One of the first Sundays we moved out here to the country, before we found a new church, we planned an extremely simple family worship time. We sat outside, as the horses grazed in front of us, I played the guitar and we sang some of our favorite songs. Then I remember Jason reading the Sermon on the Mount. It was all going blissfully well until he read the part about loving your enemies. At this, our young warrior, Thaddaeus, revolted.
“I will never love my enemies,” he stated emphatically. And Jason and I were left with one of those impossible parenting situations where you want to try to water down Jesus’ words and say something like, “Well, what he really meant by that was…” or “This doesn’t apply to us today…” This is an upside kingdom for sure! And to explain that kind of crazy love to a six year-old, let alone to myself, was a near impossibility.
But how can you ignore the blood red ink? Not just because Jesus said it? But because he lived it and died it. He loved his enemies.
In these last days, as our country swells with racial hatred, as terrorist attacks wring out fear and rage, as our culture grows increasingly more wicked, the divisions between Christians have never been sharper. What has happened to us? But as I look closer, I must ask myself, what has happened to you, Kristin?
This summer I reread the timeless treasure The Hiding Place, biography of Corrie ten Boom, the Dutch Christian woman who was taken prisoner to a German concentration camp for helping save the Jews during World War II. I had read it years ago as a young girl, but this time, this summer, the book came alive as never before. It began to stir my heart to something that had been missing.
Corrie ten Boom stood naked with her older sister Betsie, watching a concentration camp matron beating a prisoner. “Oh the poor woman,” Corrie cried. “Yes. May God forgive her,” Betsie replied. And once again, Corrie realized that it was for the souls of the brutal Nazi guards that her sister prayed.
As I read that story, my own heart echoed the words of my Thaddaeus, “I will never love my enemies.” How can someone in a concentration camp love the murderous Germans? It is astounding and nothing less than a mighty act of God. And yet, it is obedience to Christ.
What’s at stake for the Christian church in America these days? Is it freedom, morality, security? It’s not freedom, for we are already free! It’s not morality. We know the culture, this world, the forces of evil are actively working against morality. This has always been a battle. And it’s not security, for even if they kill us, we are safe forever with Jesus.

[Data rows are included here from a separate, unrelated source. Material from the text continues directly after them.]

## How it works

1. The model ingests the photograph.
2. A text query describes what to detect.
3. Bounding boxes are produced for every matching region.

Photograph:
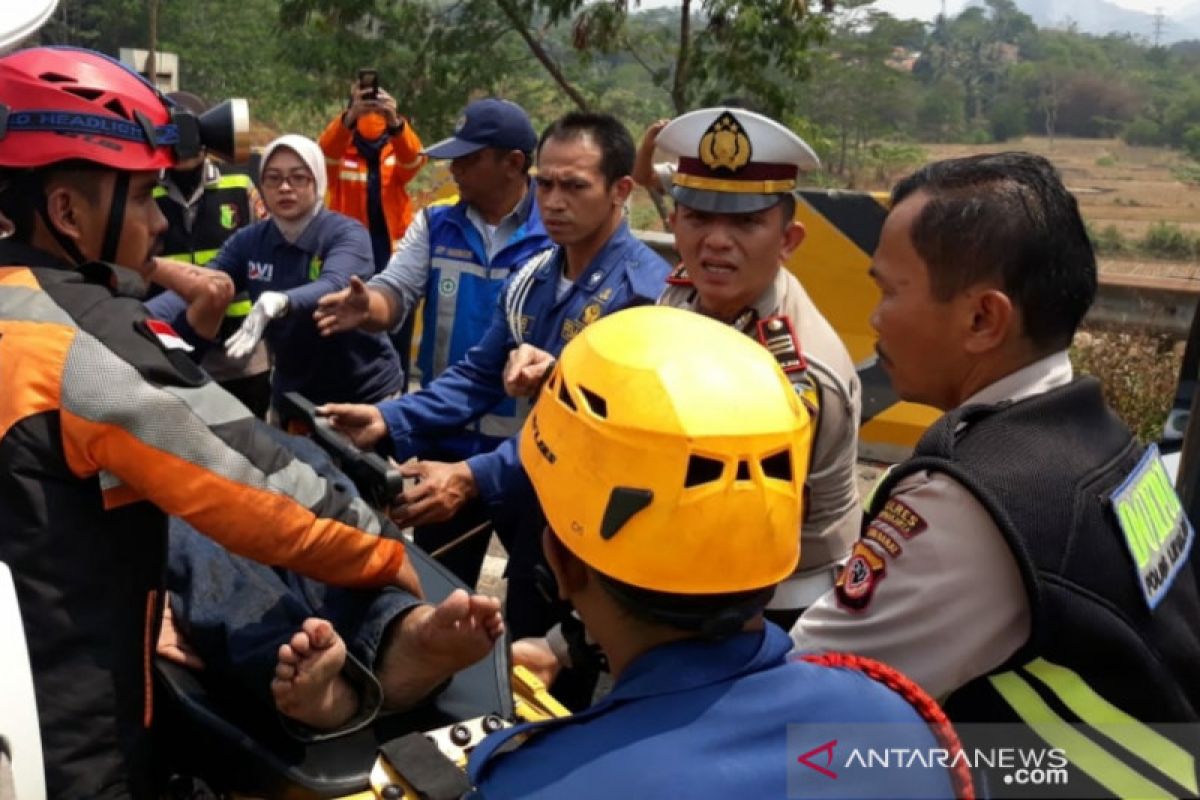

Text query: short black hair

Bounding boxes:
[537,112,635,188]
[594,569,774,639]
[891,152,1096,352]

What’s at stake really for the church in America?
Then you will be handed over to be persecuted and put to death, and you will be hated by all nations because of me. At that time many will turn away from the faith and will betray and hate each other, and many false prophets will appear and deceive many people. Because of the increase of wickedness, the love of most will grow cold, but he who stands firm to the end will be saved. And this gospel of the kingdom will be preached in the whole world as a testimony to all nations, and then the end will come. Jesus’ words from Matthew 24:9-14
What’s at stake is our love. And I can already feel the subtle effects on myself. The thinking that my life, my family’s life is most important and self-preservation must be fought for.
Wash me with your Word, Oh Christ! Yours is an upside down kingdom where the poor are blessed, where the hungry, the grieving, the despised because of the Son of Man are blessed and awaiting great reward. I think of my brothers and sisters who are persecuted. The Christians in the Middle East and Africa and China and North Korea… And then you say, “You who are willing to hear: Love your enemies.” You must bring us to repentance on this issue. You must cause our hearts to pray for our enemies. For the evil in our world, for our nation, for ISIS- Change our hearts that we may see them as people in need of a Savior. I repent, Lord. I am willing to hear.